Estadísticas de Olas para Otaki Beach, Otoño: Todo Oleaje – Todo Viento

This image shows the combination of swells directed at Otaki Beach through a typical southern hemisphere autumn and is based upon 8681 NWW3 model predictions since 2007 (values every 3 hours). The wave model does not forecast wind and surf right at the coast so we have chosen the optimum grid node based on what we know about Otaki Beach, and at Otaki Beach the best grid node is 23 km away (14 miles).

The rose diagram describes the distribution of swell sizes and swell direction, while the graph at the bottom shows the same thing but without direction information. Five colours represent increasing wave sizes. Very small swells of less than 0.5m (1.5 feet) high are shown in blue. These were forecast 32% of the time. Green and yellow illustrate increasing swell sizes and biggest swells greater than >3m (>10ft) are shown in red. In each graph, the area of any colour is proportional to how often that size swell was forecast.

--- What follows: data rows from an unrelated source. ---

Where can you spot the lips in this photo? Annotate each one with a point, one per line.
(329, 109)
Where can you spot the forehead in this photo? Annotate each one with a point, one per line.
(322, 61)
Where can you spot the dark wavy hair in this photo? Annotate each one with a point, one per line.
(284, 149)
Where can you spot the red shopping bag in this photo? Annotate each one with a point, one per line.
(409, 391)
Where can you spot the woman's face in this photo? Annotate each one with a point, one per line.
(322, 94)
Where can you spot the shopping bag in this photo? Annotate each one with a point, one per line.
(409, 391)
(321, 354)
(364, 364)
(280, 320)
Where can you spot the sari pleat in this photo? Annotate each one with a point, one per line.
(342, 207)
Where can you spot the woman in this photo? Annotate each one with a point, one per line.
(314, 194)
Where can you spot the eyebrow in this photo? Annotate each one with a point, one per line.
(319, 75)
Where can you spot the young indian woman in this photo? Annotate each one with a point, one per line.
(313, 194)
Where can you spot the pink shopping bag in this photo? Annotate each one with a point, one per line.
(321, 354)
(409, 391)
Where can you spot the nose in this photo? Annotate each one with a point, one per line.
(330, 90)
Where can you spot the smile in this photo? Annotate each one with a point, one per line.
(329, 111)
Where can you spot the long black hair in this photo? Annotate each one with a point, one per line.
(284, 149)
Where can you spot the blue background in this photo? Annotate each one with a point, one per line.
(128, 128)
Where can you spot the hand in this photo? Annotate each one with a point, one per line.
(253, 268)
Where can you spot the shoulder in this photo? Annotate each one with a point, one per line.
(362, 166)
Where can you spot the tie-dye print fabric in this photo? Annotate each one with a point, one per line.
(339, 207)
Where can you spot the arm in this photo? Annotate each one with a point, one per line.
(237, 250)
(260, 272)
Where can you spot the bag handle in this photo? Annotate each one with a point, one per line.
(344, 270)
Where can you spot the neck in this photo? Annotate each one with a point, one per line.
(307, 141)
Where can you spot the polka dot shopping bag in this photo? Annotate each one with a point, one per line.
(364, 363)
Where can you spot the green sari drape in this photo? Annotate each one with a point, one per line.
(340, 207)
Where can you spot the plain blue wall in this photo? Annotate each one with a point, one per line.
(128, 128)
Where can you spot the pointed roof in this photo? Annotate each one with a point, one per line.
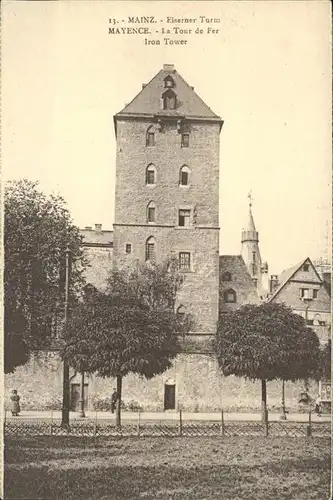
(287, 274)
(148, 100)
(250, 225)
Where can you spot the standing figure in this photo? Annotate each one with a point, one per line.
(317, 405)
(15, 403)
(114, 399)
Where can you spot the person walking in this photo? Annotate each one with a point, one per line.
(318, 405)
(114, 399)
(15, 403)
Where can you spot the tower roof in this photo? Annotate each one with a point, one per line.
(147, 103)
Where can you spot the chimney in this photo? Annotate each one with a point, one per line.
(274, 283)
(168, 67)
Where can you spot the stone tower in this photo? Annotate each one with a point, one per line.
(251, 255)
(167, 189)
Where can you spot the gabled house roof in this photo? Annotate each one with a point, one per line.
(288, 274)
(147, 102)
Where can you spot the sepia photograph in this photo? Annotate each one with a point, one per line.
(166, 236)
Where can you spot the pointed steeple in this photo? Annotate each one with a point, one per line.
(251, 253)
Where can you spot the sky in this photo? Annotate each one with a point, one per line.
(267, 73)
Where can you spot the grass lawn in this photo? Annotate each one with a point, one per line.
(232, 468)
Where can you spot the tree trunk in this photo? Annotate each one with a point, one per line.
(118, 405)
(263, 400)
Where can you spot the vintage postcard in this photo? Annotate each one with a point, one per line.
(167, 228)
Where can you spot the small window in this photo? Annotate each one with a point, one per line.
(150, 249)
(151, 214)
(229, 296)
(150, 136)
(226, 276)
(169, 82)
(185, 260)
(304, 293)
(151, 175)
(184, 179)
(184, 218)
(185, 140)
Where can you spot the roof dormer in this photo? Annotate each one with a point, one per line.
(169, 82)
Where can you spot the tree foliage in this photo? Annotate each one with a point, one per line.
(38, 229)
(266, 342)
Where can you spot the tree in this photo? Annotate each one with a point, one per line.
(130, 329)
(38, 229)
(266, 342)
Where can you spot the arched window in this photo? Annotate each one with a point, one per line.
(151, 212)
(169, 99)
(150, 136)
(229, 296)
(151, 174)
(169, 82)
(150, 249)
(184, 176)
(226, 276)
(181, 311)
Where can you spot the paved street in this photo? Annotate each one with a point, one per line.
(169, 415)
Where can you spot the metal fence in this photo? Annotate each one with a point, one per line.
(168, 428)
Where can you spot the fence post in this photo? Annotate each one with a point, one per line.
(309, 429)
(51, 422)
(138, 426)
(222, 424)
(180, 423)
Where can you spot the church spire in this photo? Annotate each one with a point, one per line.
(251, 253)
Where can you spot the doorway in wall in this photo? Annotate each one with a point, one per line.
(170, 395)
(75, 397)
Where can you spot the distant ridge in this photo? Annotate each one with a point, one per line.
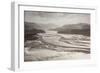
(80, 28)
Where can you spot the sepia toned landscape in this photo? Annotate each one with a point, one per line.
(56, 36)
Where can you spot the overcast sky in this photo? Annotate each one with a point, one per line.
(56, 18)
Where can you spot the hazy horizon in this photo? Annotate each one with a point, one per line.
(56, 18)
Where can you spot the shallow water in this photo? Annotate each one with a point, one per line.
(54, 46)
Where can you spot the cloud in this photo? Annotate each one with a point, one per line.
(58, 18)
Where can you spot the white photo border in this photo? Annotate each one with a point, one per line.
(17, 60)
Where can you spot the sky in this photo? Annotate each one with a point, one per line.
(57, 18)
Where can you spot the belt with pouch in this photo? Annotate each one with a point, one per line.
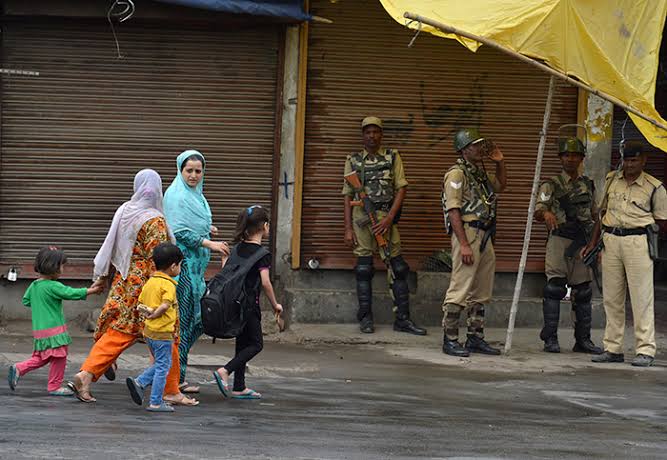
(478, 224)
(624, 231)
(385, 207)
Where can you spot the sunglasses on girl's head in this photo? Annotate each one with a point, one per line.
(250, 209)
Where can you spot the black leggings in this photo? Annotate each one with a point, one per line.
(248, 344)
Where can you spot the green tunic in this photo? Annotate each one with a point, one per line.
(48, 319)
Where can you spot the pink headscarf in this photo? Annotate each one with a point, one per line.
(145, 204)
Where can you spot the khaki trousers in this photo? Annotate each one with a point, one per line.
(471, 286)
(627, 265)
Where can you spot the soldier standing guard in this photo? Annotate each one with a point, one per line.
(469, 204)
(383, 180)
(566, 204)
(632, 203)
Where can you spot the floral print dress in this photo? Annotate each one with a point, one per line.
(120, 312)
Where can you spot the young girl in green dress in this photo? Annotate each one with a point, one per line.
(50, 338)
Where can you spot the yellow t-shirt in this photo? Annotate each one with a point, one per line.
(159, 289)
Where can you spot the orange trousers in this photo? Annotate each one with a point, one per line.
(110, 346)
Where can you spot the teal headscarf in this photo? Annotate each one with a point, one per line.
(185, 207)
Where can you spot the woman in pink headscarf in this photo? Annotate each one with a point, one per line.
(137, 228)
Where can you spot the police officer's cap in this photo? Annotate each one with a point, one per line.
(571, 145)
(465, 137)
(371, 121)
(632, 149)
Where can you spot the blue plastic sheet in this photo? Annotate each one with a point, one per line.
(286, 9)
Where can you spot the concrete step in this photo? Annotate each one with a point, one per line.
(340, 306)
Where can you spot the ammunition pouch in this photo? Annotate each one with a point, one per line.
(365, 221)
(652, 234)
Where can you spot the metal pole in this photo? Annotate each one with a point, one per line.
(453, 30)
(531, 212)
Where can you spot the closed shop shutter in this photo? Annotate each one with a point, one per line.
(73, 138)
(360, 65)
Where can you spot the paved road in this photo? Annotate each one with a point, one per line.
(351, 402)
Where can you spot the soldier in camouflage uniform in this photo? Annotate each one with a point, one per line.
(566, 204)
(381, 173)
(469, 204)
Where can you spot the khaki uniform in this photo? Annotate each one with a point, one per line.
(580, 192)
(469, 189)
(383, 175)
(625, 259)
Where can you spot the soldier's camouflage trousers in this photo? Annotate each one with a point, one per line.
(475, 322)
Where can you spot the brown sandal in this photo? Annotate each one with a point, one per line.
(185, 387)
(81, 394)
(182, 401)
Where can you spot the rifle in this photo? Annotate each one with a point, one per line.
(369, 209)
(591, 260)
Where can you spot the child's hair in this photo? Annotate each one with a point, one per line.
(193, 157)
(49, 260)
(166, 254)
(250, 221)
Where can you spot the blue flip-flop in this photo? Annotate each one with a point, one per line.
(136, 391)
(164, 407)
(222, 386)
(249, 394)
(13, 377)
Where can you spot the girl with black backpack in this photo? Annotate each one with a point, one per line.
(252, 226)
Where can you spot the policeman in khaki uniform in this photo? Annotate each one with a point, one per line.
(632, 203)
(566, 204)
(381, 173)
(469, 203)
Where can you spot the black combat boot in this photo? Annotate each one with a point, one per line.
(581, 301)
(405, 324)
(476, 344)
(554, 291)
(364, 273)
(401, 295)
(454, 348)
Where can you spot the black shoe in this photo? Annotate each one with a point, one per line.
(476, 344)
(454, 348)
(608, 357)
(642, 360)
(586, 346)
(551, 345)
(366, 325)
(406, 325)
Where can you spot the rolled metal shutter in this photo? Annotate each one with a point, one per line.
(360, 65)
(73, 138)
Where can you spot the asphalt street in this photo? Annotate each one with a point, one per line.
(351, 401)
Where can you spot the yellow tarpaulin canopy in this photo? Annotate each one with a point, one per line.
(613, 46)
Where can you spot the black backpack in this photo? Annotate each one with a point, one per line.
(226, 298)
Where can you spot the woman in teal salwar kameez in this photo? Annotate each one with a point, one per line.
(189, 217)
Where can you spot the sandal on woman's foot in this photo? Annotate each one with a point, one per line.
(185, 387)
(161, 408)
(136, 391)
(222, 385)
(180, 401)
(13, 377)
(110, 373)
(62, 391)
(246, 394)
(82, 395)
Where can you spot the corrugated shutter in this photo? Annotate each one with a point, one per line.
(361, 65)
(73, 138)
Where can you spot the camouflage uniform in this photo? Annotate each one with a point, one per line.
(572, 201)
(468, 188)
(382, 175)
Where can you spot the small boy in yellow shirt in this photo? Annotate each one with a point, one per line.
(158, 301)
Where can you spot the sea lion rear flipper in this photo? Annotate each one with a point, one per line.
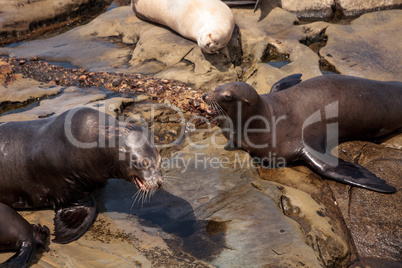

The diagram indicates that the prevailing swell direction, shown by the biggest spokes, was WNW, whereas the the prevailing wind blows from the NNW. Because the wave model grid is offshore, sometimes a strong offshore wind blows largest waves away from Otaki Beach and away from the coast. We group these with the no surf category of the bar chart. To keep it simple we don't show these in the rose graph. Because wind determines whether or not waves are clean enough to surf at Otaki Beach, you can view an alternative image that shows only the swells that were expected to coincide with glassy or offshore wind conditions. Over an average southern hemisphere autumn, swells large enough to cause surfable waves at Otaki Beach run for about 25% of the time.

IMPORTANT: Beta version feature! Swell heights are open water values from NWW3. There is no attempt to model near-shore effects. Coastal wave heights will generally be less, especially if the break does not have unobstructed exposure to the open ocean.